Rather than reducing crime, Prohibition transformed some cities into battlegrounds between opposing bootlegging gangs. In a study of more than thirty major U.S cities during the Prohibition years of 1920 and 1921, the number of crimes increased by 24 percent. Additionally, theft and burglaries increased by 9 percent, homicides by 12.7 percent, assaults and battery rose by 13 percent, drug addiction by 44.6 percent, and police department costs rose by 11.4 percent. This was largely the result of “black-market violence” and the diversion of law enforcement resources elsewhere. Despite the Prohibition movement’s hope that outlawing alcohol would reduce crime, the reality was that the Volstead Act led to higher crime rates than were experienced prior to Prohibition and the establishment of a black market dominated by criminal organizations.
Furthermore, stronger liquor surged in popularity because its potency made it more profitable to smuggle. To prevent bootleggers from using industrial ethyl alcohol to produce illegal beverages, the federal government ordered the poisoning of industrial alcohols. In response, bootleggers hired chemists who successfully renatured the alcohol to make it drinkable. As a response, the Treasury Department required manufacturers to add more deadly poisons, including the particularly deadly methyl alcohol. New York City medical examiners prominently opposed these policies because of the danger to human life. As many as 10,000 people died from drinking denatured alcohol before Prohibition ended. New York City medical examiner Charles Norris believed the government took responsibility for murder when they knew the poison was not deterring people and they continued to poison industrial alcohol (which would be used in drinking alcohol) anyway. Norris remarked: “The government knows it is not stopping drinking by putting poison in alcohol… [Y]et it continues its poisoning processes, heedless of the fact that people determined to drink are daily absorbing that poison. Knowing this to be true, the United States government must be charged with the moral responsibility for the deaths that poisoned liquor causes, although it cannot be held legally responsible.”
Another lethal substance that was often substituted for alcohol was “canned heat”, also commonly known as Sterno. Forcing the substance through a makeshift filter, such as a handkerchief, created a rough liquor substitute; however, the result was poisonous, though not often lethal. Many of those who were poisoned as a result united to sue the government for reparations after the end of Prohibition.
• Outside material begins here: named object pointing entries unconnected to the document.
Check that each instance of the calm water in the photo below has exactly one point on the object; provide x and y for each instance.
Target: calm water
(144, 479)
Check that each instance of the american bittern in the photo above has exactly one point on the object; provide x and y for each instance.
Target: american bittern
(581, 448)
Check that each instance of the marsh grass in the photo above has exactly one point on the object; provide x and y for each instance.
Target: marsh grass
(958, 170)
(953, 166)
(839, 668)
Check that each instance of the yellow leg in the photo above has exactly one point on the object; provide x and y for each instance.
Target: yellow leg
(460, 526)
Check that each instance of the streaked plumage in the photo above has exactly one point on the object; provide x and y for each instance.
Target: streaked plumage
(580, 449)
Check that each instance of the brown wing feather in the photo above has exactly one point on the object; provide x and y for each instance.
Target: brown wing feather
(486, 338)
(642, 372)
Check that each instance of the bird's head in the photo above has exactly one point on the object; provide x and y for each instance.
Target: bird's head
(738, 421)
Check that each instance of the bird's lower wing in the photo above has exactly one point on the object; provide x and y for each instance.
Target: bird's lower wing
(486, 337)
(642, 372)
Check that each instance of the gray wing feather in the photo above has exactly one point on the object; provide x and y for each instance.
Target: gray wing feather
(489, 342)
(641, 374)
Making alcohol at home was very common during Prohibition. Stores sold grape concentrate with warning labels that listed the steps that should be avoided to prevent the juice from fermenting into wine. Some drugstores sold “medical wine” with around a 22 percent alcohol content. In order to justify the sale, the wine was given a medicinal taste. Home-distilled hard liquor was called bathtub gin in northern cities, and moonshine in rural areas of Virginia, Kentucky, North Carolina, South Carolina, Georgia, and Tennessee. Homebrewing good hard liquor was easier than brewing good beer. Since selling privately distilled alcohol was illegal and bypassed government taxation, law enforcement officers relentlessly pursued manufacturers. In response, bootleggers modified their cars and trucks by enhancing the engines and suspensions to make faster vehicles that, they presumed, would improve their chances of outrunning and escaping agents of the Bureau of Prohibition, commonly called “revenue agents” or “revenuers”. These cars became known as “moonshine runners” or “‘shine runners”. Shops were also known to participate in the underground liquor market, by loading their stocks with ingredients for liquors, which anyone could legally purchase (these include: benedictine, vermouth, scotch mash, and even ethyl alcohol).
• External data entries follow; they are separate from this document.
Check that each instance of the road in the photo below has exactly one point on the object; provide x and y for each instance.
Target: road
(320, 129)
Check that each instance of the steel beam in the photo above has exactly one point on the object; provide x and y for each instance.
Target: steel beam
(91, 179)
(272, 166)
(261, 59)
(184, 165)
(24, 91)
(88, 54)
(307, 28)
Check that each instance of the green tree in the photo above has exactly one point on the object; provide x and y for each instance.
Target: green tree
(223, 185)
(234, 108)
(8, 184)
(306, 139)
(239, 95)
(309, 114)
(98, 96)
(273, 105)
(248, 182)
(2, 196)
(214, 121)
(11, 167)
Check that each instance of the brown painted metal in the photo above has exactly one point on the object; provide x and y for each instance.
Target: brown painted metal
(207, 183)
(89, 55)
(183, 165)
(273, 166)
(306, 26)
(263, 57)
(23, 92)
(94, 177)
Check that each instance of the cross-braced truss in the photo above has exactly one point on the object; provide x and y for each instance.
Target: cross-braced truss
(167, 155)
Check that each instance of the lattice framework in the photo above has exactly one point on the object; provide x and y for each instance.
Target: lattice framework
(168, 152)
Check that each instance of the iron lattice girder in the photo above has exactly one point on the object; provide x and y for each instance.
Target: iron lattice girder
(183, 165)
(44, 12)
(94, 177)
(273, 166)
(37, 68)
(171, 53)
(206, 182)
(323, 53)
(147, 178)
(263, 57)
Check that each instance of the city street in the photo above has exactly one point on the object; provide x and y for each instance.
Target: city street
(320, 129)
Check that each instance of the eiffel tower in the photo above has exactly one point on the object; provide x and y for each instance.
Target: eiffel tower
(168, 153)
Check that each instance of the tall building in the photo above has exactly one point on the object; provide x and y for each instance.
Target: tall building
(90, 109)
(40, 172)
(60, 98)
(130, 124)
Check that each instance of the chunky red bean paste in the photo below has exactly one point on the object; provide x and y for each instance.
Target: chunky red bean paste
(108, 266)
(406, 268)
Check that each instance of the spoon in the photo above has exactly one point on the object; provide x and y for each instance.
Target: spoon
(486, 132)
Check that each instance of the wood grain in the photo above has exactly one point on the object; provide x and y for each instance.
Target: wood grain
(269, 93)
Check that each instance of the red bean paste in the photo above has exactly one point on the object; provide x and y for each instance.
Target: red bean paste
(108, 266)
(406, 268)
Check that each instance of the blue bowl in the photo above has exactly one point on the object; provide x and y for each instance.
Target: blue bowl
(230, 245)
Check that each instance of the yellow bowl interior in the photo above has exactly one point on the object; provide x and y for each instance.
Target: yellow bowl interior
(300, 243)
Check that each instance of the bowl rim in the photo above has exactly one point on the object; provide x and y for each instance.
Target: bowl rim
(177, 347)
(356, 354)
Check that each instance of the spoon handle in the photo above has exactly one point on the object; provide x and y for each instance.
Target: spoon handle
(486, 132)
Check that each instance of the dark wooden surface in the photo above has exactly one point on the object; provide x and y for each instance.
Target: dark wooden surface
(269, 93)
Prohibition also had an effect on the music industry in the United States, specifically with jazz. Speakeasies became far more popular during that time, and the effects of the Great Depression caused a migration that led to a greater dispersal of jazz music. Movement began from New Orleans and went north through Chicago and to New York. This led to the development of different styles in different cities. Because of its popularity in speakeasies and the development of more advanced recording devices, jazz became very popular very quickly. It was also at the forefront of the minimal integration efforts going on at the time, as it united mostly black musicians with mostly white audiences.
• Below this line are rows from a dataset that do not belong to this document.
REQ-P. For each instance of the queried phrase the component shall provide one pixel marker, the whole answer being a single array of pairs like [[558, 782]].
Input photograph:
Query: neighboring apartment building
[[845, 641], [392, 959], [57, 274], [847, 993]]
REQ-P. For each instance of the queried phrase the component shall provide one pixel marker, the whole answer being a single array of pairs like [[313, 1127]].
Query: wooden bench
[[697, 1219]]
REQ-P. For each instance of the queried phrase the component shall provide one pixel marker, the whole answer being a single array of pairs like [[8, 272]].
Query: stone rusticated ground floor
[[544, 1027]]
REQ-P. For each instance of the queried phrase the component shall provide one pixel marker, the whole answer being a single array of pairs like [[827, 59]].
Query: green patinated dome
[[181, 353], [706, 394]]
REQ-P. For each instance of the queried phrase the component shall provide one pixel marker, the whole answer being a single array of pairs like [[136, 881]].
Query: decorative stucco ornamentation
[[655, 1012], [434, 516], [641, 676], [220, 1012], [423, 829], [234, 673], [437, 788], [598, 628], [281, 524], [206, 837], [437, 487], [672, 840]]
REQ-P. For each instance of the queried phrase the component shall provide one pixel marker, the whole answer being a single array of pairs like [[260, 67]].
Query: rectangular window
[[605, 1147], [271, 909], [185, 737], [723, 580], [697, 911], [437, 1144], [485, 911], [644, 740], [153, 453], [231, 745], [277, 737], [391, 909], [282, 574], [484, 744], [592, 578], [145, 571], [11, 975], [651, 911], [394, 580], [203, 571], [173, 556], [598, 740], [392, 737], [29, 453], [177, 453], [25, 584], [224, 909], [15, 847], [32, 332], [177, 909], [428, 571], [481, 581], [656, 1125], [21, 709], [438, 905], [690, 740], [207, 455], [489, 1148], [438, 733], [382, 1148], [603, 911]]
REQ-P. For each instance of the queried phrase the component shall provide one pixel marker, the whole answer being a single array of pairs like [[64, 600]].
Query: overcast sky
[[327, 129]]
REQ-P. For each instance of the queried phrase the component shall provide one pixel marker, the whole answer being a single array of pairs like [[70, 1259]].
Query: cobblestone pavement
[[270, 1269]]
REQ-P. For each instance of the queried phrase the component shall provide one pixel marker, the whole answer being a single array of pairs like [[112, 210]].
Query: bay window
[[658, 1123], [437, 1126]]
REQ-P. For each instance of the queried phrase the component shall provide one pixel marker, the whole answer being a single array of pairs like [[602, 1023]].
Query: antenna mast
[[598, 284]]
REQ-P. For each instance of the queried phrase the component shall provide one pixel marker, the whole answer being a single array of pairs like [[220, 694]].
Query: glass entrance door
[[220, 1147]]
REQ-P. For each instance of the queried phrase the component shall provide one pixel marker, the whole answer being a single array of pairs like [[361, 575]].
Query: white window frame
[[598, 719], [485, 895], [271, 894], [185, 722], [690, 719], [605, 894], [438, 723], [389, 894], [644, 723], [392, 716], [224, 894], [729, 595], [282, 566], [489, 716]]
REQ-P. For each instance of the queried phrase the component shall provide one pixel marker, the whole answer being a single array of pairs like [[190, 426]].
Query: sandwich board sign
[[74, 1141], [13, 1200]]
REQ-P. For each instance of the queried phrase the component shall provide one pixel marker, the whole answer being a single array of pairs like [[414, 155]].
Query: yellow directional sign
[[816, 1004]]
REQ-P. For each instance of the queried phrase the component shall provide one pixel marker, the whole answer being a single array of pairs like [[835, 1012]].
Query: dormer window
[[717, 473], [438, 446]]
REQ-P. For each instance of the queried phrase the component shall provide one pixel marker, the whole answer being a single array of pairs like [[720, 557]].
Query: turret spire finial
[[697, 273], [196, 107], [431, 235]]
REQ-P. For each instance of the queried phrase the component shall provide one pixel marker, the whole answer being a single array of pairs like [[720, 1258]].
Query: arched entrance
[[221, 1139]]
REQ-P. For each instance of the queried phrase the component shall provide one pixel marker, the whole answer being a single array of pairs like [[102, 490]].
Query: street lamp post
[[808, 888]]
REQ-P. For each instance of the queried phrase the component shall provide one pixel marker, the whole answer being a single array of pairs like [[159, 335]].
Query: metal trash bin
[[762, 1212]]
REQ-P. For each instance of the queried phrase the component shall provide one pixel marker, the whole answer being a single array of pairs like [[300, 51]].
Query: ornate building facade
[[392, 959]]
Along with other economic effects, the enactment and enforcement of Prohibition caused an increase in resource costs. During the 1920s the annual budget of the Bureau of Prohibition went from $4.4 million to $13.4 million. Additionally, the U.S. Coast Guard spent an average of $13 million annually on enforcement of prohibition laws. These numbers do not take into account the costs to local and state governments.
When Prohibition was repealed in 1933, organized crime lost nearly all of its black market profits from alcohol in most states, because of competition with legal liquor stores selling alcohol at lower prices. (States still retained the right to enforce their own state laws concerning alcohol consumption.)